NEW JERSEY - The front line in the war against the coronavirus is unmistakably drawn right in our local hospitals.
"I think it's fair to say that everything has changed," said Brunnquell. "The Hospital doesn't look the same, we're all doing different jobs, our day-to-day routines are completely different. I don't think anything was the same as it was a month ago."
As the virus spread endangering and claiming many lives and the sick flooded the emergency department, Dr Brunquell says Englewood Hospital had to quickly expand to fill the need. They added beds wherever they could, tripling the number in the ICU. They quadrupled their number of ventilators to 40. Elective surgeries were suspended and those doctors and nurses put on COVID-19 duty.
"Medical professionals or not, no one has ever seen anything like this, no one has ever experienced or witnessed something like this, and clearly there was no lecture in medical school that taught you how to operate a hospital during a pandemic," he said.

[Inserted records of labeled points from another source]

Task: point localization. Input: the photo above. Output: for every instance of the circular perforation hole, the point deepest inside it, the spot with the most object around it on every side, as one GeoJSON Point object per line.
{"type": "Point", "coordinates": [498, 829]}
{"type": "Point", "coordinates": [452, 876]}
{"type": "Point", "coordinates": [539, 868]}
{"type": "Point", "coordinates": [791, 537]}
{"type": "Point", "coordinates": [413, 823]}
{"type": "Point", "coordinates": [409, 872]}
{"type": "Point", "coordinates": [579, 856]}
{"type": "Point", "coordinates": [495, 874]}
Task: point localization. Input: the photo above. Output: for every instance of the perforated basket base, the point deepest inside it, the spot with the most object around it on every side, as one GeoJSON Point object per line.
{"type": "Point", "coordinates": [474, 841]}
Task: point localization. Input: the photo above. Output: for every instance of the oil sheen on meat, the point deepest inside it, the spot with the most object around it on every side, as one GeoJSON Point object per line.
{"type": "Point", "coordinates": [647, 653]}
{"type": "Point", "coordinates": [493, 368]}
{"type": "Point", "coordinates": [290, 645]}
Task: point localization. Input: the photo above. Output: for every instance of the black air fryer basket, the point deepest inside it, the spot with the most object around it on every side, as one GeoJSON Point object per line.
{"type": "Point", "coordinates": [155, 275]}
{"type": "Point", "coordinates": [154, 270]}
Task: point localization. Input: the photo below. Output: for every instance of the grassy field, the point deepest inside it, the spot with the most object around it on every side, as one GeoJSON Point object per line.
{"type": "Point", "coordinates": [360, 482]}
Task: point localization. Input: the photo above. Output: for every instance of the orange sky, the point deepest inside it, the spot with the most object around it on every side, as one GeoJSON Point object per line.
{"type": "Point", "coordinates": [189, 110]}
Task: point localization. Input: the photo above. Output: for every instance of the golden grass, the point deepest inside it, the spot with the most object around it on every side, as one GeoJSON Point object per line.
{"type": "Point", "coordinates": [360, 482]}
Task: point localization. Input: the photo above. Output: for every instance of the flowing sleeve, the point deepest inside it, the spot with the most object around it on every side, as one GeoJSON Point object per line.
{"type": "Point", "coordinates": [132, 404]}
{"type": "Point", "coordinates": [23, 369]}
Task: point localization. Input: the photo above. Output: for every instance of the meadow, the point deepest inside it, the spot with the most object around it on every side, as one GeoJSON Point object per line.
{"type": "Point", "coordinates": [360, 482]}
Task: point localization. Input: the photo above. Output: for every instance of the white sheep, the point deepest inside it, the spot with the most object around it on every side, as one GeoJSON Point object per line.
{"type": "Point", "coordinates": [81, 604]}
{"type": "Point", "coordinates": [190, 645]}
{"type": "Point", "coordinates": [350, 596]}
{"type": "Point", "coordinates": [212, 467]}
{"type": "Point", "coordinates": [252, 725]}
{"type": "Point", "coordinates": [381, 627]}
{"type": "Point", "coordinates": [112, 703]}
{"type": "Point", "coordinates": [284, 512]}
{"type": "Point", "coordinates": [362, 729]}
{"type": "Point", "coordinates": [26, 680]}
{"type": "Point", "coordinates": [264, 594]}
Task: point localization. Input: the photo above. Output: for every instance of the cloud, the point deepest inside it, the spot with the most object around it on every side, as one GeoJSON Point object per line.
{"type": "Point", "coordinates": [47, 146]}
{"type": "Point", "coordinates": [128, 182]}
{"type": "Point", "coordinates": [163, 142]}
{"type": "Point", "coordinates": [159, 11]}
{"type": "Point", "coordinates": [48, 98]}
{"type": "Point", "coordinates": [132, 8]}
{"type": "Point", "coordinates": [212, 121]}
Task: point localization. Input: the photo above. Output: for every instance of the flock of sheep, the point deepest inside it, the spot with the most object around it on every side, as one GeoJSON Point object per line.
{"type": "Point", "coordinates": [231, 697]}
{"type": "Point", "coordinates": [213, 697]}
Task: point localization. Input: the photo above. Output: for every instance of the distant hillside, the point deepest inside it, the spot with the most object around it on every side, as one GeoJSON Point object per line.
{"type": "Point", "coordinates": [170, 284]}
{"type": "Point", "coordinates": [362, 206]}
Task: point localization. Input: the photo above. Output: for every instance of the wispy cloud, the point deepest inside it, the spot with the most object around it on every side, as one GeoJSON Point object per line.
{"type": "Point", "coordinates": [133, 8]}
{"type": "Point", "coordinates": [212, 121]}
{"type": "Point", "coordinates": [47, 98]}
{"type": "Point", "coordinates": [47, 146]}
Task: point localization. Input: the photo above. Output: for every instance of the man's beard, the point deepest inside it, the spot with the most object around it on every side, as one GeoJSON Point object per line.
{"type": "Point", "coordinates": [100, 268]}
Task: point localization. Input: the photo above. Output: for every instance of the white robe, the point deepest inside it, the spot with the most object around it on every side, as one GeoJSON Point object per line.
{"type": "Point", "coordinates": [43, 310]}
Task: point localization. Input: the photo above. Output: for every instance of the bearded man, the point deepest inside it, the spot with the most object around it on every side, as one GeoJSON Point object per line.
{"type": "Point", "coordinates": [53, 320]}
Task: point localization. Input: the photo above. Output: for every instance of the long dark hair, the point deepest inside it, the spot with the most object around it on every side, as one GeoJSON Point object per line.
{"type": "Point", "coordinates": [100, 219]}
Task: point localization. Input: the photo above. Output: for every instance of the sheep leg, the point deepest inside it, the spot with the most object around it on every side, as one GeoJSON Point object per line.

Dr. Brunnquell says they currently are treating just over 200 covid-19 patients. In the beginning as the case load exploded, they had to devise effective treatments for a disease that has been around for less than 6 months, with little clinical research. He says the first wave they treated were many people with serious medical conditions, but now they're getting more essential services workers who were relatively healthy. There is constant communication and reassessment among their medical team.
"We change our plans sometimes on a daily basis not because we're flip flopping, not because we don't know what to do," he said. "It's because the ground is shifting under your feet, and you have to be nimble, you have to respond because this thing changes almost every day."